Читая роман «Берег», эту удивительную книгу о войне и о последующей жизни, которая, к сожалению, не становится проще и легче, ловишь себя на том, что надо многими возникающими при чтении мыслями, поверх них, всплывает, какое-то необъяснимое, пробивающее содержание даже самых тяжких, самых горестных страниц чувство, сравнимое разве с умиротворением? Казалось бы, откуда оно в такой серьёзнейшей книге? Мне представляется, всё идет от автора, от удивительной гармонии писательского чувства, рожденного большим напряжением душевного поиска, глубиной честной мысли и чистотой внутреннего состава самого писателя.

И ещё, думается, многое в творчестве Юрия Бондарева идет и от того, что в жизни его случились люди, встреченные им на войне. Ведь совсем не случайно, что конец войны главный герой романа «Берег» будет вспоминать с большой теплотой, как особенное и даже счастливое время своей жизни.

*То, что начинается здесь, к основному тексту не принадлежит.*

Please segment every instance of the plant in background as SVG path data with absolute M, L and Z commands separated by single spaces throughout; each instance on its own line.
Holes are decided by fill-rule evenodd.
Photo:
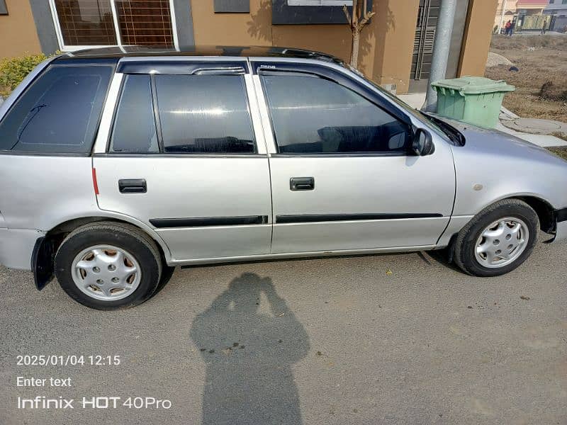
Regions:
M 8 96 L 26 76 L 47 58 L 43 54 L 4 59 L 0 62 L 0 96 Z
M 347 6 L 342 6 L 347 21 L 352 33 L 352 45 L 350 54 L 350 66 L 356 68 L 359 63 L 359 50 L 360 46 L 360 33 L 362 28 L 368 23 L 370 18 L 376 15 L 376 12 L 368 12 L 366 0 L 352 0 L 352 16 L 349 13 Z

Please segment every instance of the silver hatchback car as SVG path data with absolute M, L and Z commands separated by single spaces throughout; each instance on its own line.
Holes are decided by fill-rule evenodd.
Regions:
M 69 53 L 0 107 L 0 263 L 93 308 L 176 266 L 448 248 L 466 273 L 567 237 L 567 162 L 275 47 Z

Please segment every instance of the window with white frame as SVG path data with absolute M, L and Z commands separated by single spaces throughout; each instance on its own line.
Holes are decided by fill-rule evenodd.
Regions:
M 352 6 L 352 0 L 288 0 L 288 6 Z
M 62 50 L 176 45 L 173 0 L 49 0 Z

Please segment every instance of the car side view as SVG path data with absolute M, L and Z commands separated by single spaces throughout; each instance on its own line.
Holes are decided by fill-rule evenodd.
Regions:
M 176 266 L 447 249 L 495 276 L 567 238 L 567 162 L 297 49 L 47 60 L 0 106 L 0 263 L 100 310 Z

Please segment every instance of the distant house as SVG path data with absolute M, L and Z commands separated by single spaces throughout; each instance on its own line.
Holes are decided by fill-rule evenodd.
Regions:
M 567 32 L 567 0 L 549 0 L 544 13 L 551 16 L 550 30 Z
M 545 7 L 549 1 L 550 0 L 518 0 L 516 4 L 516 11 L 518 16 L 543 15 Z
M 515 31 L 549 29 L 551 18 L 545 14 L 549 2 L 567 0 L 498 0 L 494 25 L 502 28 L 508 21 L 515 21 Z

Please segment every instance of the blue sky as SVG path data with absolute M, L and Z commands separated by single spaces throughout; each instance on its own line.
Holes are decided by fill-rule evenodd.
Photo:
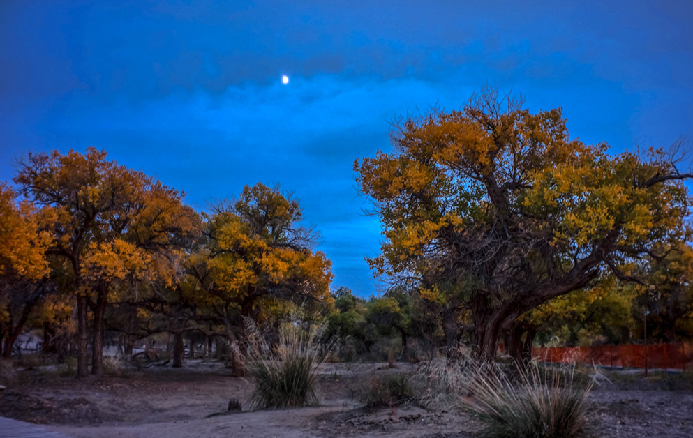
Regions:
M 352 164 L 398 116 L 488 83 L 616 152 L 693 136 L 693 2 L 427 3 L 1 1 L 0 181 L 94 146 L 200 209 L 278 183 L 333 286 L 367 296 L 380 230 Z

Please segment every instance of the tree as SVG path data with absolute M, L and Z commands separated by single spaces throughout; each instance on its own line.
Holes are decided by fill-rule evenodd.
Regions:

И не только потому, что война подходила к концу, цвели яблони, и пришла любовь, а ещё и потому, что в том, невероятно трудном времени были удивительные люди, и был Андрей Княжко. Присутствие таких людей в человеческом сообществе накладывает на всё особый отпечаток, придает всему смысл и особую цену. Когда такие есть – всё оправдано. Такие люди – идеал, на абсолютной необходимости которого в человеческой жизни, по крайней мере, в русском миропонимании настаивал Лев Толстой: «Идеал – вот путеводная звезда. Без нее нет твердого направления, а нет направления – нет жизни». Думается, что память о таких людях и об объединявшей их великой цели, каждый раз поднимая планку возможного, немало способствовала тому, чтобы в авторе романа утвердилось именно то, что сделало его большим и уважаемым человеком и писателем даже в среде яростных идеологических противников.